Step 3: Only if your database is not reachable from the Celonis Platform: Set up the database Extractor on-premise in your network (responsible role: infrastructure admin)

Please refer to the documentation on how to set up an on premise Extractor.

For downloads, contact Celonis Support.

If you would like to use a proxy (optional), please refer to the proxy configuration page.

Step 4: Configure a user with sufficient permissions in your database (responsible role: database admin)

In order to extract from a database, you need to create or use an existing user who has read (SELECT) access to all tables that should be extracted. The user should also access the schema information_schema to read metadata for the tables to be extracted.

Step 5: Creating the Data Connection in a Data Pool (responsible role: data engineer)
10944558.png

Fill in your connection details of the database that you would like to connect to:

  1. Name: The name you want to assign to this data connection.

  2. Uplink Connections: The name of the Uplink Extractor Server installed on your end. This is not applicable in the case of Direct Connections. This option will not show up in case you have selected the "Cloud Connection" option.

  3. Database Type: The type (generic name) of the database to which you want to connect.

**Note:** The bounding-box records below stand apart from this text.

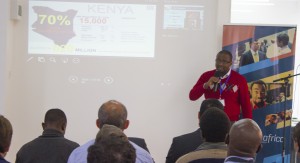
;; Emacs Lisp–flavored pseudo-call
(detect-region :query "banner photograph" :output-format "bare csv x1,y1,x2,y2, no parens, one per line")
222,25,296,163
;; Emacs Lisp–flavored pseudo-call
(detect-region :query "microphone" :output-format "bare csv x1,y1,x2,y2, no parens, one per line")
213,70,222,92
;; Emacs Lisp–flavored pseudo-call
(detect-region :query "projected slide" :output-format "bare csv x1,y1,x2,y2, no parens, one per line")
164,5,204,31
28,1,156,57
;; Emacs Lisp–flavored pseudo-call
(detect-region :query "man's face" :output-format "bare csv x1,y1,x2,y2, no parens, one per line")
251,41,260,51
251,84,266,104
215,53,232,75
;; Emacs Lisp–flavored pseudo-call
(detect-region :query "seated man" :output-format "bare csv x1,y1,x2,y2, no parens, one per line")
0,115,13,163
166,99,224,163
87,125,136,163
224,119,262,163
68,100,153,163
176,107,231,163
16,109,79,163
250,80,267,109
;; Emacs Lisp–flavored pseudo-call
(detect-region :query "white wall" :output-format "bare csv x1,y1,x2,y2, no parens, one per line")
0,0,230,163
0,0,9,114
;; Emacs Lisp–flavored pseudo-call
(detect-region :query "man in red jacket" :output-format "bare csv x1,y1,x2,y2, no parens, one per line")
189,50,252,122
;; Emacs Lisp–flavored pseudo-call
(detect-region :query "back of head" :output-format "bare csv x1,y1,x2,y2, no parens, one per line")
226,119,262,157
98,100,127,129
43,108,67,130
200,107,230,143
87,125,136,163
217,50,232,60
0,115,13,153
199,98,224,116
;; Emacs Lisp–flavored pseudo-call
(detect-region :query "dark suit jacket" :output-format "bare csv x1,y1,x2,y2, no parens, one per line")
128,137,150,153
240,50,267,67
166,128,203,163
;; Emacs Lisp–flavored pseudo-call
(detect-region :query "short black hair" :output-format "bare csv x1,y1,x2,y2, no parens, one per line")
199,98,224,116
200,107,230,142
87,125,136,163
98,100,127,129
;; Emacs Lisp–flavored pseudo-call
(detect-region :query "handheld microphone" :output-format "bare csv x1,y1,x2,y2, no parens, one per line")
213,70,222,92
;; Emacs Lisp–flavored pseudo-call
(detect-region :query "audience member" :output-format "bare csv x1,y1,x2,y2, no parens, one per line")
293,122,300,163
225,119,262,163
250,80,267,109
189,50,252,122
240,40,267,67
87,125,136,163
166,99,224,163
166,99,224,163
277,33,291,55
0,115,13,163
16,109,79,163
68,100,153,163
177,107,231,163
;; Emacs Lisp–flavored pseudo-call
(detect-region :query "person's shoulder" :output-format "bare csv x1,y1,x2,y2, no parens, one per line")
72,139,95,153
202,69,216,76
173,129,201,142
129,141,153,162
19,138,40,151
65,138,79,148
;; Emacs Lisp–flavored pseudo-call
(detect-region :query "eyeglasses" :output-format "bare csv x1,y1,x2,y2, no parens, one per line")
215,59,231,64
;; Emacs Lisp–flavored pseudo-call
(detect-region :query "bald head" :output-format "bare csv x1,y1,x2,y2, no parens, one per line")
97,100,129,129
227,119,262,157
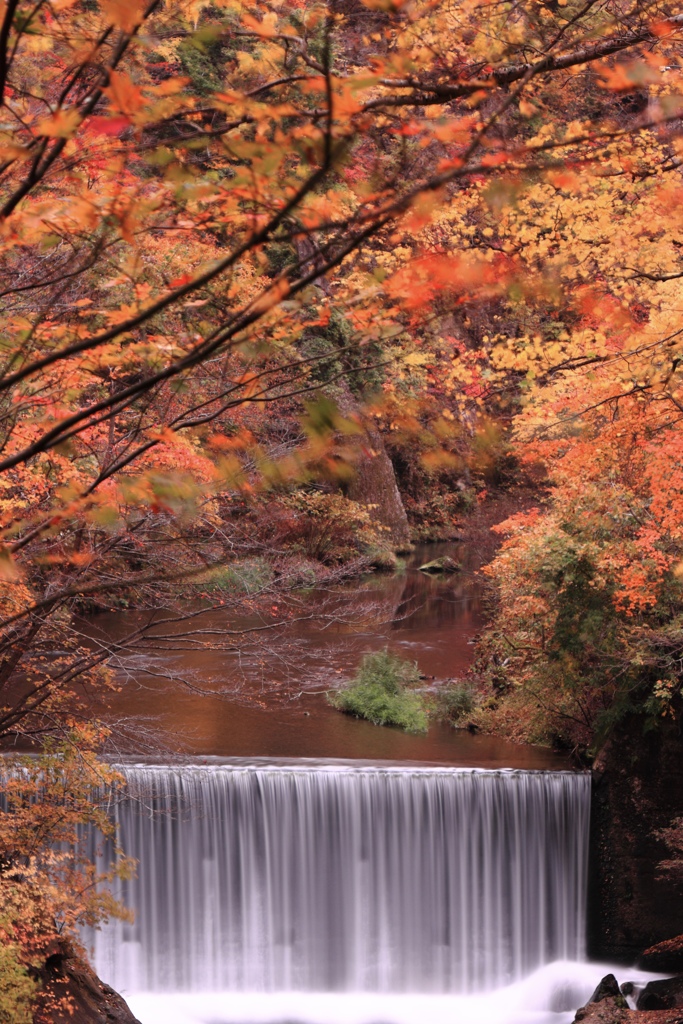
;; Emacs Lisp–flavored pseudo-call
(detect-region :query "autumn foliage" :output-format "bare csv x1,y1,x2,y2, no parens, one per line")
0,0,683,1013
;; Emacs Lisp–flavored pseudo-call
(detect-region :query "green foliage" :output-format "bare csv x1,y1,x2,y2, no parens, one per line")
273,490,384,564
264,242,299,278
328,649,427,733
178,40,221,96
475,486,683,751
302,309,387,397
436,683,475,726
198,558,272,594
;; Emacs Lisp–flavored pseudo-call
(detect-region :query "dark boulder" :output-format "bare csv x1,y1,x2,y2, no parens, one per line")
588,974,622,1002
34,940,140,1024
636,975,683,1010
638,935,683,973
573,995,626,1024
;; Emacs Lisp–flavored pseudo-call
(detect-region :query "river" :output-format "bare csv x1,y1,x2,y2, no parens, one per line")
82,544,566,769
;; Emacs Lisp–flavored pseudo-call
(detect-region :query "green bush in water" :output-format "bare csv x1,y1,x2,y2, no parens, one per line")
436,683,475,725
328,650,427,732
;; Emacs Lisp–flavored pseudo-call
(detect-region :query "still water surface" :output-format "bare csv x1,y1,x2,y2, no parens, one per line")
84,545,566,769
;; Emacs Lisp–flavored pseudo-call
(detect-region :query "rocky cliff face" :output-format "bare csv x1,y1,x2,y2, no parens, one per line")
589,709,683,963
34,940,140,1024
335,385,411,553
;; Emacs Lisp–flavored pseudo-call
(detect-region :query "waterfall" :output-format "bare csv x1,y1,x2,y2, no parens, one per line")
87,763,590,992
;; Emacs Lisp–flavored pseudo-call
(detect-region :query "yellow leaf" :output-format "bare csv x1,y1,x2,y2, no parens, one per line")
101,0,142,33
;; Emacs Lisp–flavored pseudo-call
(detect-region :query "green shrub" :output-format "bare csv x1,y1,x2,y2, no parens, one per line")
197,558,272,594
328,650,427,732
436,683,475,725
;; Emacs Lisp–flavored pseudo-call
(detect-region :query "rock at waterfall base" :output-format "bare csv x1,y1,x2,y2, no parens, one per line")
419,555,461,575
574,995,683,1024
636,975,683,1010
638,935,683,974
34,940,140,1024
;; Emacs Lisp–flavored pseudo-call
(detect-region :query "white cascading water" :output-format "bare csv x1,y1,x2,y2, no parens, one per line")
91,763,591,1003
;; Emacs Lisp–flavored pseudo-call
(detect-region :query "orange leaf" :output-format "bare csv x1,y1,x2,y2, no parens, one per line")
102,71,144,114
101,0,142,33
36,111,81,138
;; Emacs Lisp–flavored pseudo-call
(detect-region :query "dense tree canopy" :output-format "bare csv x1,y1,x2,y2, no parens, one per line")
0,0,683,1007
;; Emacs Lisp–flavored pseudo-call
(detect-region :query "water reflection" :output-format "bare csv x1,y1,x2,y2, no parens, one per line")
83,545,564,768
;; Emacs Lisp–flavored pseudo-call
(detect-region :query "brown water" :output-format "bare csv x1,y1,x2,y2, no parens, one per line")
85,545,566,768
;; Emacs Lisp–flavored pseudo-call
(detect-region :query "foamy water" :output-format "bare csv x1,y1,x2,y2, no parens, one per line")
128,961,659,1024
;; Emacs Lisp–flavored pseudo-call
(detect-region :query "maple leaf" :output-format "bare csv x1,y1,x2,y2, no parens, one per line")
102,71,144,115
100,0,144,33
36,110,82,138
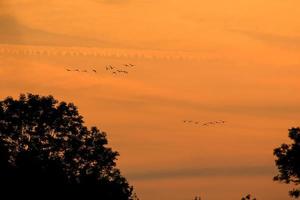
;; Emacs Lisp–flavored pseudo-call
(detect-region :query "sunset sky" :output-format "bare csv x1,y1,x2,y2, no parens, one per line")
0,0,300,200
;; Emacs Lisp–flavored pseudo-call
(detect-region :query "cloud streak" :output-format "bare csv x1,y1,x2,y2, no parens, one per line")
127,166,276,180
228,28,300,49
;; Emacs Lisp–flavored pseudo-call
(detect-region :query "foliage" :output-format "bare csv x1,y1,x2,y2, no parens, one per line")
274,128,300,198
0,94,133,200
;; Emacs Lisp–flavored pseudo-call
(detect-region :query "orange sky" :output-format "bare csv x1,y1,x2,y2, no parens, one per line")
0,0,300,200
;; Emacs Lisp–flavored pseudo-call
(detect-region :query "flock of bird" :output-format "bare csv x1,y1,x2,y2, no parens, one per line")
66,64,227,126
183,120,227,126
66,64,136,75
105,64,135,75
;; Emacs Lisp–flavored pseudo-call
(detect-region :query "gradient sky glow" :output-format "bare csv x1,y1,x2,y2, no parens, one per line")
0,0,300,200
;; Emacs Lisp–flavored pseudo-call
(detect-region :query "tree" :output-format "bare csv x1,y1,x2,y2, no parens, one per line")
274,128,300,198
241,194,256,200
0,94,133,200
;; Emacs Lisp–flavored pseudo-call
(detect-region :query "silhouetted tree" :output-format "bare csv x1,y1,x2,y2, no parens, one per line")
241,194,256,200
0,94,133,200
274,128,300,198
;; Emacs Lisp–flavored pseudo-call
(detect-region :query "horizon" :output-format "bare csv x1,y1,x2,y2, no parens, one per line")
0,0,300,200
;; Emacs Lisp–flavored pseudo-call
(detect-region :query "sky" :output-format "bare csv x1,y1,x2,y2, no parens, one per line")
0,0,300,200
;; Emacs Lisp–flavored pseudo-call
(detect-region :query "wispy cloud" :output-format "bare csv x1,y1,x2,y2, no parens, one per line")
227,28,300,48
127,166,276,180
0,15,113,47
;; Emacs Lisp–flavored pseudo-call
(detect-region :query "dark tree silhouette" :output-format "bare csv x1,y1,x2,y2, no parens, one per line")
274,128,300,198
241,194,256,200
0,94,134,200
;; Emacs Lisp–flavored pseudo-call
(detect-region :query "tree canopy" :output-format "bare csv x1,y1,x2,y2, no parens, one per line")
0,94,133,200
274,128,300,198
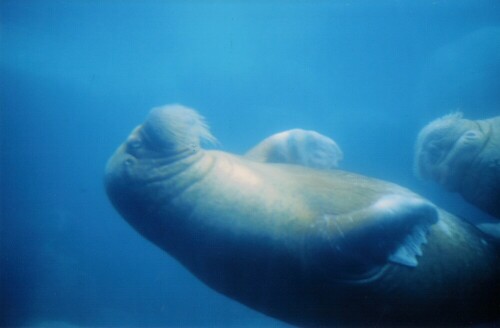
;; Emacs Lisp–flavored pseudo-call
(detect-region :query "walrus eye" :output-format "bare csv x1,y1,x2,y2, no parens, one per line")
427,144,443,164
128,139,142,149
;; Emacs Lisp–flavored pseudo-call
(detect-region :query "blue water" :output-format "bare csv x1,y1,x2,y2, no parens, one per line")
0,0,500,327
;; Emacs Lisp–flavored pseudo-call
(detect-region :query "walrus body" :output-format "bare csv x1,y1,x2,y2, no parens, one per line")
415,113,500,218
105,106,500,326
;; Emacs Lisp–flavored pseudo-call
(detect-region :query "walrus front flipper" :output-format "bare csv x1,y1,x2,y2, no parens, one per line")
323,194,438,271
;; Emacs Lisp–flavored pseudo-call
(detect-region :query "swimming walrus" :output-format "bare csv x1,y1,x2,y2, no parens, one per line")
414,113,500,218
105,105,500,326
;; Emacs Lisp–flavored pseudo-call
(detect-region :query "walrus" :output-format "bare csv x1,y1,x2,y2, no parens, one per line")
414,113,500,218
245,129,344,170
104,105,500,326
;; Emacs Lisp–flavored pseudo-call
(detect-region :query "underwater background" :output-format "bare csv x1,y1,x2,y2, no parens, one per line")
0,0,500,327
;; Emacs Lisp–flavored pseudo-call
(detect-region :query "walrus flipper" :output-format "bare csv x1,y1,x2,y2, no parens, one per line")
324,194,438,268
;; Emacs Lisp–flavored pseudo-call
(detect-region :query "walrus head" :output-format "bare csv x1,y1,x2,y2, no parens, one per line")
105,105,217,185
414,113,488,191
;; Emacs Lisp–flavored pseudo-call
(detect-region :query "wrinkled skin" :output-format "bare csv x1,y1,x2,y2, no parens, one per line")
105,106,500,326
415,114,500,218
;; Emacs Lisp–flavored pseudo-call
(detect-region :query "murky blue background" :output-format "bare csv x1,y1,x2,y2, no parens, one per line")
0,0,500,327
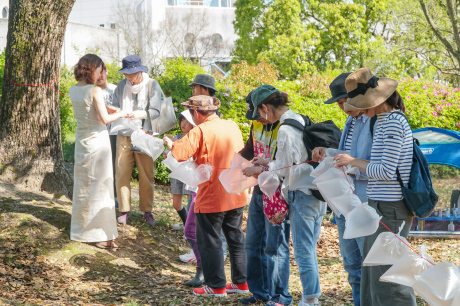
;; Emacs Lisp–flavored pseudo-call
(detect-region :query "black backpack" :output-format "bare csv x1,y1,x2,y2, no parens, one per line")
280,115,342,202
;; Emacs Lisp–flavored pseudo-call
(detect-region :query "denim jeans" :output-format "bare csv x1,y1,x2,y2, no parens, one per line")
289,190,326,300
335,216,364,306
244,192,292,304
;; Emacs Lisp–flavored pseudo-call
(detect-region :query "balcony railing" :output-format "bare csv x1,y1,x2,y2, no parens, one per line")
167,0,236,7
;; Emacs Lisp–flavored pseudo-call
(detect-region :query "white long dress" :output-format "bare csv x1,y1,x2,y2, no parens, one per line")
69,85,118,242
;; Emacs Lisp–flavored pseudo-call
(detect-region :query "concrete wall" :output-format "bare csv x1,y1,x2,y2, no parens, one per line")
61,22,120,66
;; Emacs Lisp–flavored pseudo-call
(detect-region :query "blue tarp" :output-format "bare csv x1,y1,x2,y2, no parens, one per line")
412,127,460,169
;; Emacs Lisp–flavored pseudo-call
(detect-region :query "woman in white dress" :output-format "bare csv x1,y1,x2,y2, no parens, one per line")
69,54,130,249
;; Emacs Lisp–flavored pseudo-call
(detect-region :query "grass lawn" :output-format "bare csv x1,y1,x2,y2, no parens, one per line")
0,178,460,306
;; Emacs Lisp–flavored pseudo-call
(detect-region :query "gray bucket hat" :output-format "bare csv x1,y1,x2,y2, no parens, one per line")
188,74,217,91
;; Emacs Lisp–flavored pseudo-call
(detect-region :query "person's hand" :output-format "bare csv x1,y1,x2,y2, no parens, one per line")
243,166,263,177
334,154,355,167
163,135,174,149
125,113,136,119
105,105,120,115
252,157,270,167
311,147,326,162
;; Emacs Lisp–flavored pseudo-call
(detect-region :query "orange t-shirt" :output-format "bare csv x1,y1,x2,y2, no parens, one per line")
171,115,246,213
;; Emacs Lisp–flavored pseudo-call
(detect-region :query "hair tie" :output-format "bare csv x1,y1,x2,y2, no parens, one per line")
348,76,379,98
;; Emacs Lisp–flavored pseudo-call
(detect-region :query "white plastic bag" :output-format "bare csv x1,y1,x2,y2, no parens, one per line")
315,177,353,202
258,171,280,200
414,261,460,301
193,163,214,186
110,118,141,134
131,129,165,160
161,152,180,171
169,160,197,187
328,193,362,216
289,164,316,190
380,243,433,287
363,222,410,266
313,167,353,184
343,204,382,239
310,157,335,177
412,281,452,306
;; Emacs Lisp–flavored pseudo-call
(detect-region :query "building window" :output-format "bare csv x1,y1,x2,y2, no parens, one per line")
211,33,223,47
184,33,195,45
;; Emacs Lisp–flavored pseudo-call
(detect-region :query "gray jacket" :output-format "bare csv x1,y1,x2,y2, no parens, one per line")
112,79,163,136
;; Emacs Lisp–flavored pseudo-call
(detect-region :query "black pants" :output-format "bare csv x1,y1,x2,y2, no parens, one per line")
109,135,117,198
196,207,246,289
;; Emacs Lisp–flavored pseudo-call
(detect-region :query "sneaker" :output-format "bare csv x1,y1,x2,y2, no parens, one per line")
227,283,249,293
144,212,155,227
298,299,319,306
193,286,227,297
179,250,196,263
172,224,184,231
265,301,285,306
239,295,262,305
117,211,129,225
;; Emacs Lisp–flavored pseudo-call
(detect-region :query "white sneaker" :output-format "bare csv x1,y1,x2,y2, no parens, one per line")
179,250,196,263
172,224,184,231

  4. Configuration Type: Choose "Customer JDBC Query String" if you have the query string. If you want to enter the fields one by one below, use the "Standard" option.

  5. Host: The database server name or IP address of the database server.

  6. Port: The port to connect to the database server.

  7. Service Name: If applicable to a specific database type (e.g. Oracle), enter the Service Name (Alias) associated with the database server.

  8. Schema name: The schema to use. (Optional)

  9. Additional Properties: Additional properties like validateCertificate=false for a HANA database or integratedSecurity=true for domain users in MSSQL.

  10. Username: The username to connect to the database server (see Step 4 above).

  11. Password: The password of the user (see Step 4 above).

  12. Advanced Settings: Database-specific settings that you may need to configure. Default values are provided for each of these settings.

    1. Maximum number of parallel extractions: This is usually governed by the database type you are using. The default value chosen is 4.

    2. Timeout for database connections: Timeout for all database connections created in this connection (specific to this connection only). This value will overwrite the local timeout (in application.yaml) in case of uplinked connection.